Wednesday, August 10, 2011

From Sally


My name is Sally.  My dad is 83 and has been diagnosed with Alzheimer's for more than ten years.  Mom and I were just talking yesterday about when he was officially diagnosed. Isn't it funny how we can't remember that?  I do remember Mom calling me, panicked, that he had received the news. She was so upset.  I was not.  Probably because I did not really know what was in store.  Now I do.  

My dad was a social worker.  He loved to meet people and hear their stories.  You know how so many will interrupt you to tell you about themselves?  Dad never did that.  He always asked MORE questions about you.  He was an avid biker and sailor and camper and skiier.  He would work in the backyard until after dark.  He was always working on a project.  He was brave.  

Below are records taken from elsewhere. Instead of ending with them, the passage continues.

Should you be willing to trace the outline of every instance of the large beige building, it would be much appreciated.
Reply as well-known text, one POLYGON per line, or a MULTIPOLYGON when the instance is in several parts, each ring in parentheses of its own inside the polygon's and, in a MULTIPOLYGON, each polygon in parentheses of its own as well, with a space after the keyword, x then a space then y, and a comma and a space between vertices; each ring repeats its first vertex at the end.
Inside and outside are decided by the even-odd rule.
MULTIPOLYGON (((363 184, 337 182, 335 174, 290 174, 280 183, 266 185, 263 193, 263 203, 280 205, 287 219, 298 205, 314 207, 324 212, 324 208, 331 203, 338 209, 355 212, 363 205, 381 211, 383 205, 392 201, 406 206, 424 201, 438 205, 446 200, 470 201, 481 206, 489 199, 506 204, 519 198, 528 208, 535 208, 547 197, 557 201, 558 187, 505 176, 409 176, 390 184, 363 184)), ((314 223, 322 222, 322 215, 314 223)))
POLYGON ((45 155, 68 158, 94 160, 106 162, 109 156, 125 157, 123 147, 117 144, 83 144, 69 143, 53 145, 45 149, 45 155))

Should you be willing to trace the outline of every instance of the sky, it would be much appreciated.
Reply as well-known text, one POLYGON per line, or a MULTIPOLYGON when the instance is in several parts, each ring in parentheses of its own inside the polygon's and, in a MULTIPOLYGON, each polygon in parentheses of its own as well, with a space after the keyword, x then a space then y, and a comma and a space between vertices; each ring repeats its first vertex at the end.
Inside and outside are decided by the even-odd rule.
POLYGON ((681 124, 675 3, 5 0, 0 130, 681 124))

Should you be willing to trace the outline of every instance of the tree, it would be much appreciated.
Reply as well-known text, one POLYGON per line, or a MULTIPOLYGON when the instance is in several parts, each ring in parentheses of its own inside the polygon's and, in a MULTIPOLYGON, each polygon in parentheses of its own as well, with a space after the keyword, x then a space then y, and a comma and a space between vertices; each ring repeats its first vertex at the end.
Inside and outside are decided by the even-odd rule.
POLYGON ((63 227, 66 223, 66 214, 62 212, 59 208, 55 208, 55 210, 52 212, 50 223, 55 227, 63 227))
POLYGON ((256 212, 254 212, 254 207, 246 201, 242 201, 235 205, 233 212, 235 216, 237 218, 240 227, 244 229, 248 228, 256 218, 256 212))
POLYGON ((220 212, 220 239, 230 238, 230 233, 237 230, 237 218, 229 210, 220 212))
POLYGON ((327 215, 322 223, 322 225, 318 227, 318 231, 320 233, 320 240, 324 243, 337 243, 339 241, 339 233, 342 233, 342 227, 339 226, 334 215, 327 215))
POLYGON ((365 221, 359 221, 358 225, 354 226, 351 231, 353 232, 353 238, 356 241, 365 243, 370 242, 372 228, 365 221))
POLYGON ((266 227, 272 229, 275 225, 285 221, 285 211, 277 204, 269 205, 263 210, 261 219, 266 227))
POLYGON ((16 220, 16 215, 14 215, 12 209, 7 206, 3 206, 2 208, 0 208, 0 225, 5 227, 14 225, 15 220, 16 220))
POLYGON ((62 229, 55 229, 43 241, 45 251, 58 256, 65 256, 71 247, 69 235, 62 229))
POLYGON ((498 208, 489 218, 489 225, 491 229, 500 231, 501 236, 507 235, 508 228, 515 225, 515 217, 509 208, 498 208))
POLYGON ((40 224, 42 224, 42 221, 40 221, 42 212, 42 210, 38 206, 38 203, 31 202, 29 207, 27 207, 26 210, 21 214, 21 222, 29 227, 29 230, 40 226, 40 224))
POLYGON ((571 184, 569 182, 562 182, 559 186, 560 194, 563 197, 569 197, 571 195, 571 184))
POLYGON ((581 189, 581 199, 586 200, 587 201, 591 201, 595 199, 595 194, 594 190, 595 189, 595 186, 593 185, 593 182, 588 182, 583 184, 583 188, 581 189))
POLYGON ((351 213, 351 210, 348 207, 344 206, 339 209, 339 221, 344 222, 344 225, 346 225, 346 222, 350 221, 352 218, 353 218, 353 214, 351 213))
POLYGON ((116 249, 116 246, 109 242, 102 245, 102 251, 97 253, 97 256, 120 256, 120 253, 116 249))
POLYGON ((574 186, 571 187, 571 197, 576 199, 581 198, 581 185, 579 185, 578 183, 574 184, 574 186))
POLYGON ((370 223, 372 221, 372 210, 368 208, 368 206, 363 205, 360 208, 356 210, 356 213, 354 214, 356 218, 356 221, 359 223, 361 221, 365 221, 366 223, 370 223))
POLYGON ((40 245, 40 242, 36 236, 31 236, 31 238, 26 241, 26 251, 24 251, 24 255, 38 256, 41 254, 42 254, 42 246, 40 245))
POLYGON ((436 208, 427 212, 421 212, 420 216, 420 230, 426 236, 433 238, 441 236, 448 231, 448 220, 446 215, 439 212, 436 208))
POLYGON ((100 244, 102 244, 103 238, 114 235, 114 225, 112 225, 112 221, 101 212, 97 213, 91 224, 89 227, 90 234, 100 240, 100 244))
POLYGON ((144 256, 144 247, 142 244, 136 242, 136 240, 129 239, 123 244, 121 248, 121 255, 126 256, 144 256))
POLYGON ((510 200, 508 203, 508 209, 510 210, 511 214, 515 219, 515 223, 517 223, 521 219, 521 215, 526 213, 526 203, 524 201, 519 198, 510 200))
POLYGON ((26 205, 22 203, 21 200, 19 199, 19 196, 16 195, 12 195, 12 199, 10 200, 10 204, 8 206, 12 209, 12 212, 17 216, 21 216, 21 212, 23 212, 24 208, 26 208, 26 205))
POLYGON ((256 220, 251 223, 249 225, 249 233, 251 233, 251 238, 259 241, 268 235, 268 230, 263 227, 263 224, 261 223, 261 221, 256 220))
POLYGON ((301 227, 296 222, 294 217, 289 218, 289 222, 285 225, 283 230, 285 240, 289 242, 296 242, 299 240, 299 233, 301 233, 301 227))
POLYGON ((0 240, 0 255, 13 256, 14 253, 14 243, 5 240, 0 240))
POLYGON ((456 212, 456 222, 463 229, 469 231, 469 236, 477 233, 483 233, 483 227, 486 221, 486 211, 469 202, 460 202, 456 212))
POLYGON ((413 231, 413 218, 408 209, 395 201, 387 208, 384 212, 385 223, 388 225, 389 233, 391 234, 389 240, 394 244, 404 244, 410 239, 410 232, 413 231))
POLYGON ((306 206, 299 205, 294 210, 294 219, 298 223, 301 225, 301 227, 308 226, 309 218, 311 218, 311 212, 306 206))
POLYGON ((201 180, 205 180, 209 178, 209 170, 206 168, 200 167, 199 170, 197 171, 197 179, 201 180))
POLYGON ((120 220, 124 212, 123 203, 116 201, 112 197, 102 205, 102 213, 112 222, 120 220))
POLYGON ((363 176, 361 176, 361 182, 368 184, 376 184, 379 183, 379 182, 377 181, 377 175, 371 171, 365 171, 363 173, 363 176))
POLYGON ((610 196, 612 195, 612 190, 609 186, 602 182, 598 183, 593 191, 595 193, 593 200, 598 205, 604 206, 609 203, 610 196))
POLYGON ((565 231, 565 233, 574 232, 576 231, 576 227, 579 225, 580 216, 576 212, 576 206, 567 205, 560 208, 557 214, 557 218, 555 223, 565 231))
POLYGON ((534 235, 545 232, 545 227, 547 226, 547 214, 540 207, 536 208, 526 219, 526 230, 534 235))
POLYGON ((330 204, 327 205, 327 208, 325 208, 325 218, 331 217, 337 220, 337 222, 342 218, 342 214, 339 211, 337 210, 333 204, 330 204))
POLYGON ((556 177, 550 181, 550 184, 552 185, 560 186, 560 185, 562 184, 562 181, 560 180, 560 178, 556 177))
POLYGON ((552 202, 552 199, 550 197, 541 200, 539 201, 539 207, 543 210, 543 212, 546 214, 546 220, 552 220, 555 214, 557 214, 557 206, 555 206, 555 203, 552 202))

Now, he sees a bicyclist on the road and will say, "that is crazy."  I prod his memory and tell him how he and I used to bike 25 miles to raise money for the Recycle Center and how he organized an overnight bike trip for my Girl Scout troop and he says, "I don't remember."  I talk to him about how we camped along streams in the Rockies and saw moose, and he stares at me blankly; he does not remember.  I point out sailboats on the pond.  He does not remember.  I tell him we skiied the bumps in Colorado and played board games at night afterwards.

I had to make him get off his chair this winter to go for walks. It was a long, cold winter here in the midwest.  He was afraid of the snow and ice on the ground.  He would tell me he couldn't walk anymore, after we had walked 100 feet. He insisted he could not eat or swallow.  He refused to get out of bed.  
I miss talking to him.  But more than that, I cannot believe the physical toll on his body.  He walks once a day when made to.  He needs to eat pureed food to avoid "silent aspiration" (the cause of two episodes of pneumonia). Sometimes, he won't feed himself.  He does not shave himself or brush his own teeth.  He rarely goes to the bathroom by himself.  Now, he has taken a turn for the worse.  He has to live in a memory care unit.  Mom could not take care of him anymore 24/7.  I tried to help as much as I could, but she lived with him and I still have children at home.  

People always ask me, "Does he know you?" and I say, No.  They think that's the worst part of the disease, when in fact, it was the easiest thing to lose.  The hardest thing is watching this vibrant, smart, fun man become a shadow.